Was aber ist Kreativität? Gerade läuft bei ARTE in der Mediathek eine sehenswerte Doku über die Architektin und Designerin Charlotte Perriand. Ihre Möbel sind Kunstwerke aus Holz, Metall, Leder - und Bambus, den die Französin in Japan entdeckt, als ebenbürtigen Werkstoff zum frei schwingenden Metall. Da ist sie schon über 90 - und ein Menschenleben lang kreativ. Wie sie arbeitet, erklärt sie im Film. "Sehen Sie, wie ein Produkt entstehen kann. Manchmal geht die Fantasie verschlungene Wege, bis es im richtigen Moment Klick macht."
Das erinnert an den Apfel, der einst neben Isaac Newton vom Baum gefallen war. So einfach ist es aber nicht, sagen Forscher. Da muss schon einiges mehr zusammenkommen: Wissen, Handwerk, Fleiß, Intuition - und Neugier auf Menschen. Zum Beispiel am Pariser Vorstadt-Gymnasium Paul Éluard: Sechs Schülerinnen unterhalten sich in sechs verschiedenen Sprachen, eine Sängerin singt leise dazu. Gesprochene Musik nennen sie das Experiment und erfinden eine kreative Form, sich zu verstehen.

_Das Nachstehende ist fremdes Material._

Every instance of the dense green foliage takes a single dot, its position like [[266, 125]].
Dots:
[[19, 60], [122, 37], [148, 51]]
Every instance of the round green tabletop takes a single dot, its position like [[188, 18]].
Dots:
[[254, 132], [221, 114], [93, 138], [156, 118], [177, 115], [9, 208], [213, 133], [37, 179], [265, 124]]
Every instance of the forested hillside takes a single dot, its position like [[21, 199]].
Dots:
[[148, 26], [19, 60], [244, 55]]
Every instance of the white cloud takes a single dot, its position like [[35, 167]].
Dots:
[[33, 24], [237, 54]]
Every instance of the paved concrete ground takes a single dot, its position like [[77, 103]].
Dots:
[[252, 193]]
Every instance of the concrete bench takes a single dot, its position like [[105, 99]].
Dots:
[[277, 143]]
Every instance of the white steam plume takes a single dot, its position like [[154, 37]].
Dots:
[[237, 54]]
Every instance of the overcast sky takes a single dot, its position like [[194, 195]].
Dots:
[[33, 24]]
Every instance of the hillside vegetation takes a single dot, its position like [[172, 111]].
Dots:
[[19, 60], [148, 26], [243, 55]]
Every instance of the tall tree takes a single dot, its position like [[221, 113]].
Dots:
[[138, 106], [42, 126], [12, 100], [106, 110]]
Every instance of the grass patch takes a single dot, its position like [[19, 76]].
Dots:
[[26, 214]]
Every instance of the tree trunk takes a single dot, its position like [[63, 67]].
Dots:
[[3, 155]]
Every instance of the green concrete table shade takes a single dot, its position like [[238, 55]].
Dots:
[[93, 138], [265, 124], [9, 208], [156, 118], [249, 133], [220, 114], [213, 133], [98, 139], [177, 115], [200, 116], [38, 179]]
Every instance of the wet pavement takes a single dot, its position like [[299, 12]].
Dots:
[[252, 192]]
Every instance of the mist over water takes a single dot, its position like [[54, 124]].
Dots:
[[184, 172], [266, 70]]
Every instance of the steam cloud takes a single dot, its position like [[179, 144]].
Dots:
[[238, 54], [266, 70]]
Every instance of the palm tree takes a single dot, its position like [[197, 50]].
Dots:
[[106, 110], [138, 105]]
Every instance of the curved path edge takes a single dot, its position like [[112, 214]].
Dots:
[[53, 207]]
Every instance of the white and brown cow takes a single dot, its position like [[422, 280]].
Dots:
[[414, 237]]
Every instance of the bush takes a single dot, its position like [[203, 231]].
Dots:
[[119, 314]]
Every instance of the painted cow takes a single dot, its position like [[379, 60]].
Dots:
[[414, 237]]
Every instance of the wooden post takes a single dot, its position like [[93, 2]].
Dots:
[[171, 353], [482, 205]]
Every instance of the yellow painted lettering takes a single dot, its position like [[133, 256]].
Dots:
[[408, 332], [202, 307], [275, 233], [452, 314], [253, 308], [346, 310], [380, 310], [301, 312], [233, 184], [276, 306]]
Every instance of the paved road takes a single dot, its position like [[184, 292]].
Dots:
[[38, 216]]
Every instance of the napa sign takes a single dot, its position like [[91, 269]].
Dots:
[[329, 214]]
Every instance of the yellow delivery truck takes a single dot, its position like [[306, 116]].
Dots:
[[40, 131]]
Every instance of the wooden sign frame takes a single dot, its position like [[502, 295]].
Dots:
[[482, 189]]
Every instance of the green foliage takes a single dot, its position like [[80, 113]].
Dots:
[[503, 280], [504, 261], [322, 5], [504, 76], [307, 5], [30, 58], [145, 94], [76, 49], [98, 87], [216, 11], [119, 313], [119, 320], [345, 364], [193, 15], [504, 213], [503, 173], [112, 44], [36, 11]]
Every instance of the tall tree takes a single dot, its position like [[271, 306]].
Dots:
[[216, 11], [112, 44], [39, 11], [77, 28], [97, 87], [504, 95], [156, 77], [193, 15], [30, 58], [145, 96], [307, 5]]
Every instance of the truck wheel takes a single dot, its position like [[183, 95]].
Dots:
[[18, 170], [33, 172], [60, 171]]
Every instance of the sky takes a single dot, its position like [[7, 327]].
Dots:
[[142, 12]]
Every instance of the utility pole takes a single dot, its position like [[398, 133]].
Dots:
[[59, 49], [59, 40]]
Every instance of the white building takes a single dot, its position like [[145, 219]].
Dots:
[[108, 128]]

Spiel als Treibstoff für überbordende Inspiration
Ganz anders der rastlos-besessene Künstler Jonathan Meese: Sein Treibstoff für überbordende Inspiration und hemmungslose Schaffenskraft ist das Spiel. Herumspielen mit tonnenweise Farbe auf riesigen Leinwänden. "Ich habe in meinem Studium gespielt - ich habe gar nicht studiert. Ich habe einfach alle Ideologie weggespielt. Ich war ein Spielkind, fertig", so Meese.
Überhaupt: einfach mal was anderes machen, Routinen wechseln: "Chaos im Kopf" sagen die Coaches und Selbstoptimierer im Netz dazu. Etwa die Zahnbürste in die andere Hand nehmen beim Putzen. Das Fahrrad von der anderen Seite besteigen. Ein Bild spiegelverkehrt betrachten - solche Sachen. Kreativität als Lifestyle. Meditation soll auch sehr gut sein, heißt es.
Kein messbarer Einfluss von Drogen
Nur eins wirkt wohl nicht: "Drogen haben keinerlei messbaren Einfluss auf Kreativität", stellen die Forscherinnen fest. Ob das nun ein beruhigender oder beunruhigender Befund ist, müssen Sie selbst entscheiden.